Capstone Project - Milestone Report

Summary

The mobile phone has become the technological centerpiece of everyday life. People interact with their phones by entering text in to numerous apps and this can be painful depending on the type and amount and amount of information requested by the app. Predictive text modeling is the centerpiece of smart keyboards, which are designed to ease the typing of information into to mobile phones.

The first steps of building a predictive text model is to import a corpus of text files, explore the data, and then build a training data set. The following info will be shown in this milestone report,

Analysis of imported files
Results of exploration of each data file
Conclusions
Next steps

File Import/Analysis

Data was imported directly from the link provided by Coursera https://d396qusza40orc.cloudfront.net/dsscapstone/dataset/Coursera-SwiftKey.zip. Files containing text samples from news sites, blogs, and twitter posts in E4 languages were downloaded and unzipped. Only the files in English were used for this project.

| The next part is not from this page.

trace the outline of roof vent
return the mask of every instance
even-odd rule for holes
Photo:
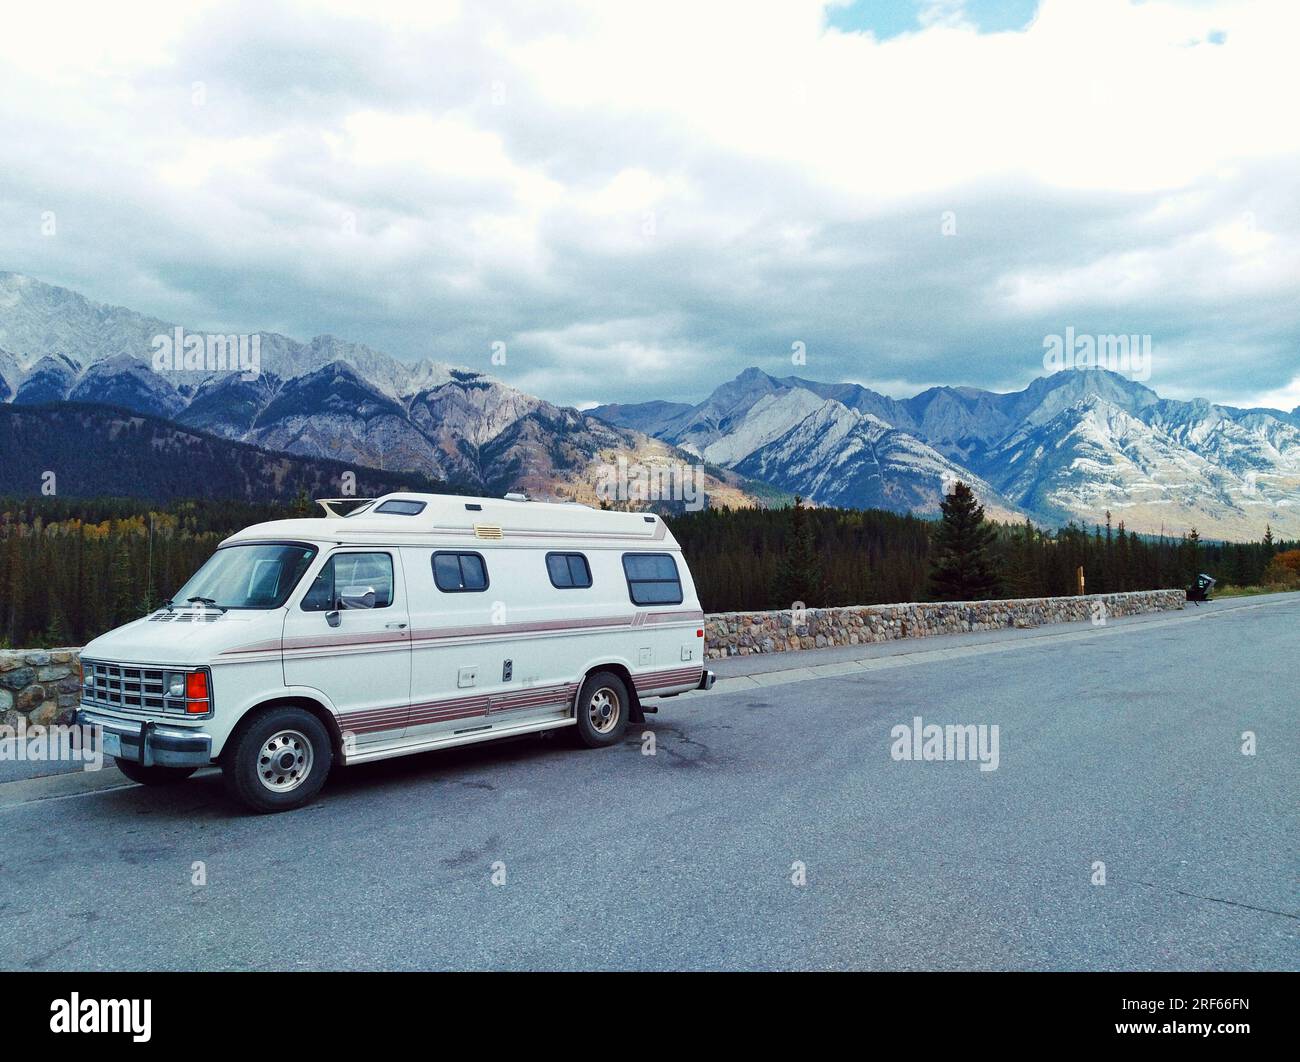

file	fileSize	LineCount	WordCount
news.txt	205.8 Mb	1010 K lines	34.8 M Words
blog.txt	210.2 Mb	899 K lines	38.2 M Words
twitter.txt	167.1 Mb	2360 K lines	30.7 M Words

Data Cleaning and Exploration

Data exploration was done after cleaning as this was the form of the data we would ultimately be used for modeling. The uploaded data set was cleaned by

removing profanity,
removing punctuation, numbers, white space, and stopwords, and
changing all letter to lower case.

Data were then converted to a data frame in order to use dplyr and tidyr packages for exploration.

Unigram Summary Table

blogword	n	twitword	n1	newsword	n2
one	136401	just	149870	said	250385
can	119881	get	146138	year	128720
will	116070	can	135746	will	111046
like	111913	thank	130898	one	92363
time	108576	like	130109	time	72330
just	100496	go	128032	new	70757
get	94992	love	123791	can	70702
go	83196	day	110643	state	68145
make	81342	good	101831	two	63865
day	72572	will	95901	say	63155

A summary table was added so that the top 10 most frequent words in all 3 text files can be seen side-by-side for comparison. As expected, there is a significant overlap in words between the text files, but the overlapping words do not rank the same in each file.

Unigram Word Frequency

Based on the top ten word counts for each file, it is clear that the frequency profile of words in each file is different. Looking at the frequency of appearance of the top 100 words, we clearly see a difference between files. This is an indication that care should be taken in building the training data set and insure that the number of words from each text file is equally represented in the training data set.

BiGrams

blogbigram	n	twitbigram	n1	newsbigram	n2
look like	82	right now	177	last year	159
don know	79	last night	138	year old	146
year old	72	can wait	132	new york	114
year ago	68	thank follow	127	new jersey	111
feel like	62	look forward	122	st loui	108
last year	59	look like	118	year ago	105
right now	57	feel like	93	high school	93
make sure	47	follow back	90	last week	74
can get	46	happi birthday	87	san francisco	64
can see	46	don know	75	two year	60

Bigram Summary Table

Viewing the bigram data show fewer overlapping bigrams between text files. The more formal writing styles used in the news and blog files reflect a more similar pattern as compared the the informal style used in twitter.

—-

Trigrams

blogtrigram	n	twittrigram	n1	newstrigram	n2
new york citi	10	let us know	29	presid barack obama	16
long time ago	8	can wait see	26	new york citi	11
incorpor item pp	7	happi mother day	22	st loui counti	11
make look like	7	happi new year	22	three year ago	10
amazon servic llc	6	book book book	19	said year old	9
can wait see	6	realli realli realli	14	first time sinc	8
coupl week ago	6	happi valentin day	12	five year ago	8
let just say	6	look forward see	12	past three year	8
one way anoth	6	can wait till	9	st charl counti	8
unit state america	6	cinco de mayo	8	two year ago	8

Trigram Summary Table

Review of the trigram results shows very little in comment between the 3 files

Conclusions

The major conclusion from the data exploration is that since the 3 text file are different in the word makeup, each file should be approximately equally represented in the training data set.

Next Steps

Combine the three text files and create the training data set.
- Determine the smallest sample size from the combined data set.
Determine how to build the predictive model.
Determine how to measure the accuracy of the predictive model.
Measure Ram usage and speed.
Fine tune the predictive model and find the best balance between RAM usage and speed.